ALL Of BARREN SOUL

「月見をしないか?」
 数カ月振りに聞く友人の声に誘われるまま、外に出た。
 日が落ちて四時間。
 残念ながら、僕は月見というものがどういう行事なのか、さして詳しくなかったので、当然手荷物として用意すべき物もわからず、それでも何かあってもいいように財布だけは持って出た。
 今夜は月が出ているのだろうか。
 不意に見上げた先には、街路樹の葉があるだけで、そこに月の姿は確認できなかった。仮に月が出ていたとしても、ここ数年でマンションが林立するようになったこの一角からは、星空も朝焼けも伺い知ることは不可能に近く、僕の行為は無意味でしかなかったのだが。
 待ち合わせの場所は、彼の家からは少々離れており、また僕の家からも近いとは言えなかった。月見の名所でもあるのだろうと、気にも留めずに出向いたのだが、駅で合流した彼が僕を伴って入って行ったのは、小さな公園だった。

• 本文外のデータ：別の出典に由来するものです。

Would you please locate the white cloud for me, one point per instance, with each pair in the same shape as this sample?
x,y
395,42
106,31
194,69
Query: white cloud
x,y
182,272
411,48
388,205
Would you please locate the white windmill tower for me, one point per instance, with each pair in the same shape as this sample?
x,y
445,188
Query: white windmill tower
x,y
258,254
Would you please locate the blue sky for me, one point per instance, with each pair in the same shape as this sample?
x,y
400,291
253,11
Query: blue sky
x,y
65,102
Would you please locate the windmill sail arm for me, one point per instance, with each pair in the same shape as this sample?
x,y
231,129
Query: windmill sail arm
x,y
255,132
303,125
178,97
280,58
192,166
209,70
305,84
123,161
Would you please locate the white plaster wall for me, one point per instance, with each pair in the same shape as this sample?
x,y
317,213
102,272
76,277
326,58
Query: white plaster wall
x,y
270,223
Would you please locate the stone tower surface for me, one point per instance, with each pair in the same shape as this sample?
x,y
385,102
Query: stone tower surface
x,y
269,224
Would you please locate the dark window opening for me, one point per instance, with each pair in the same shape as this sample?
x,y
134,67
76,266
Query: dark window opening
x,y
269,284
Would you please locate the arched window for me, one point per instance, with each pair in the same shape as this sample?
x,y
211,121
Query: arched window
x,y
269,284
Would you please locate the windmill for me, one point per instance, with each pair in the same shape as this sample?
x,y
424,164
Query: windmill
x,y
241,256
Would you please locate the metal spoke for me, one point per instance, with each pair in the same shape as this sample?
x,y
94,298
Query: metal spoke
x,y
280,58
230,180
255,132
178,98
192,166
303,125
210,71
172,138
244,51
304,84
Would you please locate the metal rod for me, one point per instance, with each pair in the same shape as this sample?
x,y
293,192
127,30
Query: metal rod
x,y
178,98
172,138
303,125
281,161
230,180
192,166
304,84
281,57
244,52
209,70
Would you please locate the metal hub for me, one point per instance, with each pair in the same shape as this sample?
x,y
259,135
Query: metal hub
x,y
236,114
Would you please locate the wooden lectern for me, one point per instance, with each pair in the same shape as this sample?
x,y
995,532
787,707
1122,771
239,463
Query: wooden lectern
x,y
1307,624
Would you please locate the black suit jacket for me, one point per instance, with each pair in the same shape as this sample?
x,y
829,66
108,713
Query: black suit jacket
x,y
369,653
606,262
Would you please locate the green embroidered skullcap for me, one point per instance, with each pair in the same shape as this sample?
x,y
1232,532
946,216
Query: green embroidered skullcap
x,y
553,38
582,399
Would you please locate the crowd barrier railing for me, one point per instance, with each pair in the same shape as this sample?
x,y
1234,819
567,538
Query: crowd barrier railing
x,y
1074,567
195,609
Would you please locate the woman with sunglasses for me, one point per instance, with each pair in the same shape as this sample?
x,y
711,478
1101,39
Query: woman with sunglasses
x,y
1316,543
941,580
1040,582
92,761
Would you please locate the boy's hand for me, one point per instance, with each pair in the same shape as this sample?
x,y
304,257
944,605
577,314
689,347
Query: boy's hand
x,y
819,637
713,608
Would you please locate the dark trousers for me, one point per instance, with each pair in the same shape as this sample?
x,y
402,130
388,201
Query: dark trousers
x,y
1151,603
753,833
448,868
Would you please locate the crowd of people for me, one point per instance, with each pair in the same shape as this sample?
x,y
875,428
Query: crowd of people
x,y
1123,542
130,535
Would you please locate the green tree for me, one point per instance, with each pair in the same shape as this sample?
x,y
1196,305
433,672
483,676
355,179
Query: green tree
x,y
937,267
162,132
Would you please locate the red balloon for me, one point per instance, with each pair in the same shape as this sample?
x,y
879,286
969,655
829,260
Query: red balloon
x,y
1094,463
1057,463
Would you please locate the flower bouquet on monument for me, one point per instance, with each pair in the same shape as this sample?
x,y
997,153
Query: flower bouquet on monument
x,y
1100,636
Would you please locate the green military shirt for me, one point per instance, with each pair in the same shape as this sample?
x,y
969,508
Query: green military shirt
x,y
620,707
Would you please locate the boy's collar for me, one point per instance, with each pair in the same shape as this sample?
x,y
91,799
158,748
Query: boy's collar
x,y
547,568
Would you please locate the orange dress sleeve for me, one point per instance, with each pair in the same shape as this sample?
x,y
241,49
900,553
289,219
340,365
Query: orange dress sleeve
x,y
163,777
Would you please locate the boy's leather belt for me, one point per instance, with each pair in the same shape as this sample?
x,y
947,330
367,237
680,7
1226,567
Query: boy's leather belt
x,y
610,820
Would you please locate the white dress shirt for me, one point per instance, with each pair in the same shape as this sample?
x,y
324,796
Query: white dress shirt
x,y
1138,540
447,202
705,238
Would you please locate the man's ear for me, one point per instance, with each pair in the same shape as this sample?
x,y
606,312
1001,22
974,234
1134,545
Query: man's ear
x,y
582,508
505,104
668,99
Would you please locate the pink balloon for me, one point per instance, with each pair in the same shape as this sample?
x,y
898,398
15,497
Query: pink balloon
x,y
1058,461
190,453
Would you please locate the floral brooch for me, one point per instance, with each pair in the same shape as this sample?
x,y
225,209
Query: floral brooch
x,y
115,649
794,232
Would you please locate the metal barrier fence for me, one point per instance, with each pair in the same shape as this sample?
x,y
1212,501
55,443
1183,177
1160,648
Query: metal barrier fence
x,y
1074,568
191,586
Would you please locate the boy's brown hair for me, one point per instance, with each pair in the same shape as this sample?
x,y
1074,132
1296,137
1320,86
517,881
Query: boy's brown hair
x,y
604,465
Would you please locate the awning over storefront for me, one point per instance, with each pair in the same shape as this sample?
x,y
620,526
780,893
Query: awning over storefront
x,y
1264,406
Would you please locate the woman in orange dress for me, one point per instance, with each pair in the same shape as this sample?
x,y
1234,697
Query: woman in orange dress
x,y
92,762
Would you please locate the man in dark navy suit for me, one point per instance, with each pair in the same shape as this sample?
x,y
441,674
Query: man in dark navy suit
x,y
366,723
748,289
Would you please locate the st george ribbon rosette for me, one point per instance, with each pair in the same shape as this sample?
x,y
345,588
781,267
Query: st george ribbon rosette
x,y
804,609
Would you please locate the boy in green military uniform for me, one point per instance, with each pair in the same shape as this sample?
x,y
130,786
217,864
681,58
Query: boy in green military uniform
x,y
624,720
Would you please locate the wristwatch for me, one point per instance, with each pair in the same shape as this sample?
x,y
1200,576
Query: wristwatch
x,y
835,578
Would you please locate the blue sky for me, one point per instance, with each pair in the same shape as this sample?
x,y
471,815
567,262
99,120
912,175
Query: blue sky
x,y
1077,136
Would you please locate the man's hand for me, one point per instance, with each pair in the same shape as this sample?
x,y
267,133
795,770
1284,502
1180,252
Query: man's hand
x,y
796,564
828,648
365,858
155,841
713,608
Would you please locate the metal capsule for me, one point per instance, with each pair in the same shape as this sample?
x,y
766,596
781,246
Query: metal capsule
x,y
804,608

 中央に位置するジャングルジムによじ登り、彼は手招きで僕を傍らに座らせる。
「飲むか?」
 差し出されたのは、最近発売したばかりの清涼飲料水だった。
 こんな時間に呼びつけておきながら、味気ない接待だ。少々苛立ちを感じたが、僕は無言で缶を受け取った。
「今夜は月がないな」
 その言葉通り、曇り空から垣間見えるものは何一つとしてなかった。
「月がないのに、月見なのか?」
 僕の問いに、彼はしばし考えた後答える。
「まあ、そのうち出るだろう」


 缶の中身が乏しくなった頃、どこかでクラクションが鳴り響く。そして鈍い衝突音。
「事故でもあったかな?」
「らしいな」
 園を囲む木々のお陰か、僕等は付近で起こる何事にも関与できない。
 物事にこうも無関心ではないはずだというのに、僕は動かなかった。何故か動く気になれなかったのだ。

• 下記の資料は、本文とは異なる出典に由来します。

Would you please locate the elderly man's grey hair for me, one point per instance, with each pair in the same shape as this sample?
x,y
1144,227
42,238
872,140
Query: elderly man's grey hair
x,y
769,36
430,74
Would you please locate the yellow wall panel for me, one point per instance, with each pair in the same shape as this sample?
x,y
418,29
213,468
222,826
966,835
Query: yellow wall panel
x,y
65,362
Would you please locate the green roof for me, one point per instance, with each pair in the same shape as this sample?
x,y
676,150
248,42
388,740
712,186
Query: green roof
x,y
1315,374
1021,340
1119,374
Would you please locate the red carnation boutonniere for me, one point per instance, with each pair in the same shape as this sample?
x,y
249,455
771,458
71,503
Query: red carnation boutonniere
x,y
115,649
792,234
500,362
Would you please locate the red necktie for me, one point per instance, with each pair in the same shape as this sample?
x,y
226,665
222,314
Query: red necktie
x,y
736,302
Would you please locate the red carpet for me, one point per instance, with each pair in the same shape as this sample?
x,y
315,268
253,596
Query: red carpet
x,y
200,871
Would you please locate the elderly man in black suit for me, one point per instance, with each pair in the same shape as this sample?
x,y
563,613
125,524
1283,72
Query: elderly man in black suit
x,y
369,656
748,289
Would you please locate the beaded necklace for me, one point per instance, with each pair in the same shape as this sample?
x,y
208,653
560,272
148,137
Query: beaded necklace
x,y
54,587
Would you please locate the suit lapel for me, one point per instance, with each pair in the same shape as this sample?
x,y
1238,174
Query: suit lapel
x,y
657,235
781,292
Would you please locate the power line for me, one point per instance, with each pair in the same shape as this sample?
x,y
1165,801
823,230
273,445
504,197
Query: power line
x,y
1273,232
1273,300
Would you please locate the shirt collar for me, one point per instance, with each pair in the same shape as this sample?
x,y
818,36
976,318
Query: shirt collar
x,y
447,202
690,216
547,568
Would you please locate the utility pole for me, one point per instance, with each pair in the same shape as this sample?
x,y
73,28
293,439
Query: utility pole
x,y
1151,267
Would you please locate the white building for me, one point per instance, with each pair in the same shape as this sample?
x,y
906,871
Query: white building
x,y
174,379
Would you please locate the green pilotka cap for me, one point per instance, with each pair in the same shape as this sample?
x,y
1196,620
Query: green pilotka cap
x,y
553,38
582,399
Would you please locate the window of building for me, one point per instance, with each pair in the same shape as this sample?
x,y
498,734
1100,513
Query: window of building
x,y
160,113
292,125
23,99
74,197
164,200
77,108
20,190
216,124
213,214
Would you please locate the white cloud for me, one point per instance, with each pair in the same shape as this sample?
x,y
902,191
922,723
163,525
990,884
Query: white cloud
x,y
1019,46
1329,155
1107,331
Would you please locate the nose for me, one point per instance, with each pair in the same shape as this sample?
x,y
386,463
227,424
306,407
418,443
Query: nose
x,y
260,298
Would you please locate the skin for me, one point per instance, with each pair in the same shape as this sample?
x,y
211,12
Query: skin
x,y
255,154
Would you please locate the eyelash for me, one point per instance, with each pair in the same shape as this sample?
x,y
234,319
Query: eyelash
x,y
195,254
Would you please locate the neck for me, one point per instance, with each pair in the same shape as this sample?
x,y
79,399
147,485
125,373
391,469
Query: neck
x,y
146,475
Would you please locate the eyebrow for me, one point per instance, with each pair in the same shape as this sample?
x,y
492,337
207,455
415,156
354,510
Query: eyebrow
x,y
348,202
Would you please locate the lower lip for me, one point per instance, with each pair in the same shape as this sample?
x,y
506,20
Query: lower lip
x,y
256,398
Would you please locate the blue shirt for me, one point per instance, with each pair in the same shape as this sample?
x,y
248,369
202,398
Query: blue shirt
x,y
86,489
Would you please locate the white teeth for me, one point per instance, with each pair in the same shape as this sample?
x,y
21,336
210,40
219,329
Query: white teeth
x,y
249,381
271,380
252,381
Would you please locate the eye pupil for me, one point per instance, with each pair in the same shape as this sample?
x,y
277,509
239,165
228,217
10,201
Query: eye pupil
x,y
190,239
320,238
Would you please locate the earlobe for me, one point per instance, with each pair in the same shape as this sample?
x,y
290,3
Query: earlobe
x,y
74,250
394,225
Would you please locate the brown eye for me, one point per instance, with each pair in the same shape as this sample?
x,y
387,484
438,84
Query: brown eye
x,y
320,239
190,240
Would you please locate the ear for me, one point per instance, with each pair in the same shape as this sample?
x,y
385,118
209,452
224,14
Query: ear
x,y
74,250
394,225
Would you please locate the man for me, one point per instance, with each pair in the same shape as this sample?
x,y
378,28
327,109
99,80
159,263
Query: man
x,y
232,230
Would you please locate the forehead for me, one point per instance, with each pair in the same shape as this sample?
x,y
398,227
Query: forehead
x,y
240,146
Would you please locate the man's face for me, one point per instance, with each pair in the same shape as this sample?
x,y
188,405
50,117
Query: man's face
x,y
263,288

 が、突然彼はジャングルジムから飛び降り、音の方角へと向かって歩き始める。
「おい…」
 彼は無言のまま、隅にある公衆便所を指差す。
「ああ、そうか」
 物足りない気持ちを抑え、僕は一気に飲料水を飲み干した。
 そもそもなぜ、僕はここで彼と無言のままに月を待っているのだろう。
 彼とは長い付き合いだったが、あまりお互いのことをよく知らない仲でもある。普段どこで何をしているのかも、本名すらも。
 教えてもらった住所に、本当に住んでいるのかどうか、確認したこともない以上、僕は彼のことを何も知らないも同然だった。

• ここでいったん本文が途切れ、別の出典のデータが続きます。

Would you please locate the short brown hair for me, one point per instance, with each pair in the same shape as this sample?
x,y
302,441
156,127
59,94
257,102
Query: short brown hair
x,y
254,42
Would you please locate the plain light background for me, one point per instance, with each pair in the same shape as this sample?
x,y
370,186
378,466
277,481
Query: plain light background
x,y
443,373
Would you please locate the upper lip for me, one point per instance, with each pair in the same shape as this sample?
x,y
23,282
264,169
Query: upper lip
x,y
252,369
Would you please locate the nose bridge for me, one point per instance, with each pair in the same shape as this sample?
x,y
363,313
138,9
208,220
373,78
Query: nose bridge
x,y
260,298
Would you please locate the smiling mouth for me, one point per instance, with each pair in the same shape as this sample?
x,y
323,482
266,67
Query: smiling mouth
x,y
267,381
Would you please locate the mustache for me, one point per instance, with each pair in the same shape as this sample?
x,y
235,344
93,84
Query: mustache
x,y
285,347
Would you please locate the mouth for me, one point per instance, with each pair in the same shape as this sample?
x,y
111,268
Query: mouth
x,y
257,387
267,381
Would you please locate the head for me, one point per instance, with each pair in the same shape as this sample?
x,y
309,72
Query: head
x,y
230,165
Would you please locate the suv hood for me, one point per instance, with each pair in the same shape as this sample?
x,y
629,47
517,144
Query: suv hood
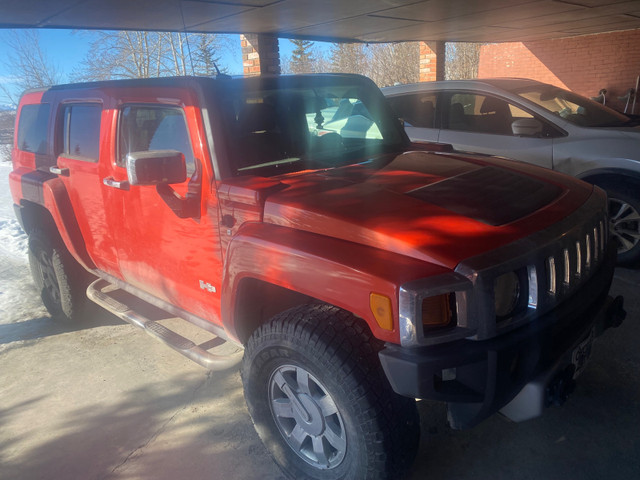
x,y
433,207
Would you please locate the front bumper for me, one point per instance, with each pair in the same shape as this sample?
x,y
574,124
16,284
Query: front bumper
x,y
478,378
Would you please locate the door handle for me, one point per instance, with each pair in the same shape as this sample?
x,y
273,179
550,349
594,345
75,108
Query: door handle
x,y
110,182
59,171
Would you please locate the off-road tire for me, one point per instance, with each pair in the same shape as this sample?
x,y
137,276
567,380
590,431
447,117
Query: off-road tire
x,y
60,280
624,225
380,429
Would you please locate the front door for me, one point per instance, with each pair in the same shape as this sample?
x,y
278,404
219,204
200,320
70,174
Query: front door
x,y
80,161
163,249
482,123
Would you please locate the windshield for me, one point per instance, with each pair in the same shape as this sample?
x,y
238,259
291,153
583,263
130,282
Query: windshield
x,y
573,108
303,123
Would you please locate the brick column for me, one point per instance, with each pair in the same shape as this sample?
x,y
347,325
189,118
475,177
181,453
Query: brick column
x,y
260,54
431,61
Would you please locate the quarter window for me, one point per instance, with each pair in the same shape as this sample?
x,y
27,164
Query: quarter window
x,y
149,128
32,128
81,131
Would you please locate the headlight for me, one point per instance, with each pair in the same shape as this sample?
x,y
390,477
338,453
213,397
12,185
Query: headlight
x,y
438,311
507,293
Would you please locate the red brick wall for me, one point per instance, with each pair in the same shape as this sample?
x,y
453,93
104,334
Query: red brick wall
x,y
430,68
583,64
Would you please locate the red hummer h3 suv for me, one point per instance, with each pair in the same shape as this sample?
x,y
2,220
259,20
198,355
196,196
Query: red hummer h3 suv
x,y
293,217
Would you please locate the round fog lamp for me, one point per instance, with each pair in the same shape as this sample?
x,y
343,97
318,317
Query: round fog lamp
x,y
506,289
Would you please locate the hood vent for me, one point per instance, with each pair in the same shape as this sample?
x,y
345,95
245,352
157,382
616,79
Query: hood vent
x,y
494,196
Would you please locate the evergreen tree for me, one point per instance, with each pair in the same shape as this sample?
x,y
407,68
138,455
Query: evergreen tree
x,y
302,60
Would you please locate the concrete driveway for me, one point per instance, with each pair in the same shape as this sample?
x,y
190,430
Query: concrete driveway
x,y
103,400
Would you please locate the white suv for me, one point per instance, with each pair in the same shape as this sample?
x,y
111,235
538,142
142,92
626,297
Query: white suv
x,y
536,123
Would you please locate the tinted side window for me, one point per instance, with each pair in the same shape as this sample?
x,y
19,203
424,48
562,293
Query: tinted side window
x,y
32,128
416,110
149,128
470,112
81,131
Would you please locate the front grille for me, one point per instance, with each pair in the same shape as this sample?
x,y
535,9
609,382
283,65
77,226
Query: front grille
x,y
551,266
572,260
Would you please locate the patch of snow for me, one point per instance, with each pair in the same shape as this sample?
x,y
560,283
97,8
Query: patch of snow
x,y
19,300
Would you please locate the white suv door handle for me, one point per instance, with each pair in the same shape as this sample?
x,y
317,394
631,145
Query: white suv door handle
x,y
110,182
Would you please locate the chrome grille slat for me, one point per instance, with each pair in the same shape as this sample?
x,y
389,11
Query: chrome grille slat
x,y
563,270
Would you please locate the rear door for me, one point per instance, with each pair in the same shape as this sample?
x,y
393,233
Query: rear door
x,y
172,255
482,123
81,161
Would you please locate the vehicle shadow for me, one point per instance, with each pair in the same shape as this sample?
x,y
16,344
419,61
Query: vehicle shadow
x,y
41,327
194,426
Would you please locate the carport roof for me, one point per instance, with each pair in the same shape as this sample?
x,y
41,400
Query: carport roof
x,y
360,20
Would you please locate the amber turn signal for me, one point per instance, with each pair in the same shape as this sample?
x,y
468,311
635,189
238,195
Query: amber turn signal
x,y
381,308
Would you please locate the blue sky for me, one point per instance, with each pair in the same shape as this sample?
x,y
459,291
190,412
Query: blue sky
x,y
67,48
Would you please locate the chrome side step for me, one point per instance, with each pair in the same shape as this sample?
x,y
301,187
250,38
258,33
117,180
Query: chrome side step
x,y
104,294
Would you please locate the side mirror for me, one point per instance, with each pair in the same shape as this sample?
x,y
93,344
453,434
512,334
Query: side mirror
x,y
526,127
156,167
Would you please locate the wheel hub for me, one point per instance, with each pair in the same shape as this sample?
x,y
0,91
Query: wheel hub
x,y
307,417
624,224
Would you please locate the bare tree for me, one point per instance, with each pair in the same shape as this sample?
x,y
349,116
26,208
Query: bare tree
x,y
393,63
350,58
461,60
140,54
305,58
28,62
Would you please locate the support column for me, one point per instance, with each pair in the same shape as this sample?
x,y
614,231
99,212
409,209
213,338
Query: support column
x,y
432,61
260,54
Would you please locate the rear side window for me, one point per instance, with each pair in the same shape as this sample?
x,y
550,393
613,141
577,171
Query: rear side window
x,y
146,128
81,131
32,128
416,110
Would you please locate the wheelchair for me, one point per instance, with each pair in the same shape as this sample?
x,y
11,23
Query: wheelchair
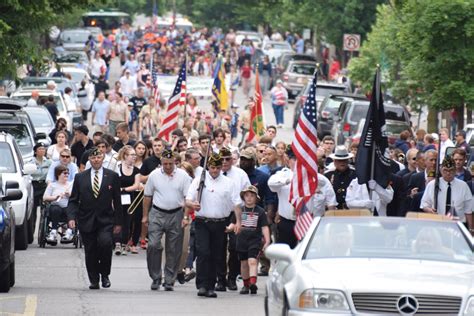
x,y
45,228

 たまたま場末の遊技場で意気投合し、「U」という通り名と携帯の番号だけを教えられた。
 忘れた頃に連絡が入り、それは決まって深夜で、その度に違う場所に呼び出された。
 暇潰しには打ってつけの人物で、退屈はしなかった。
 昼間は風通しの悪い部屋で眠り、夕方に漸く活動を始める。僕の生活費は、一緒に暮らしている女が全て負担していて、彼女が無償で僕を養ってくれる理由もよくわからなかったが、居心地は悪くなかったので敢えて何も聞かずに居着いている。
 この数年で、僕の友人の殆どは離れて行った。原因がどこにあるのかくらいわかってはいたが、それを改めるつもりもなく、とうとう僕の周囲は、同棲している女と、このUという男だけになっていた。


 余計なものを見てしまった、と後悔したのは、もっとずっと後のことだ。
 その時は、彼に連れられるままに、公園の外に出、何も考えずにそれの前に立ってしまっていたからだ。
 公衆便所から戻ったUは、僕の手を掴んで無言で突き進み、道路に転がる物を指し示した。
 街灯が照らす限りでは、倒れた人間に見えた。
 ゆっくりと近づくと、それが既に死んでいる人間であることもわかった。
「やっぱり事故だったのか」
「轢き逃げみたいだな」
 彼は落ち着いて周囲を見回し、僕達以外に誰もいないことを確認した上で、死体の上に屈み込み、その上着を開いた。
 人道的には許されざることだったが、彼は死体から財布を抜き取り、中を開くこともせずに自分の懐に押し込む。
「おい……」
「先に礼を貰っただけさ。これから警察呼んでやるんだ。一晩中、こんなとこに転がされてることを思ったら、礼くらい当然だろ。なあ?」
 動かぬ相手に呼びかけた後、彼は再び園内に戻る。
 仕方なく、僕もそれに続いた。
 が、見開かれた目の奥が、死んだ魚のように不気味に光っていたことだけは何故か頭から離れず、僕は知らず身震いした。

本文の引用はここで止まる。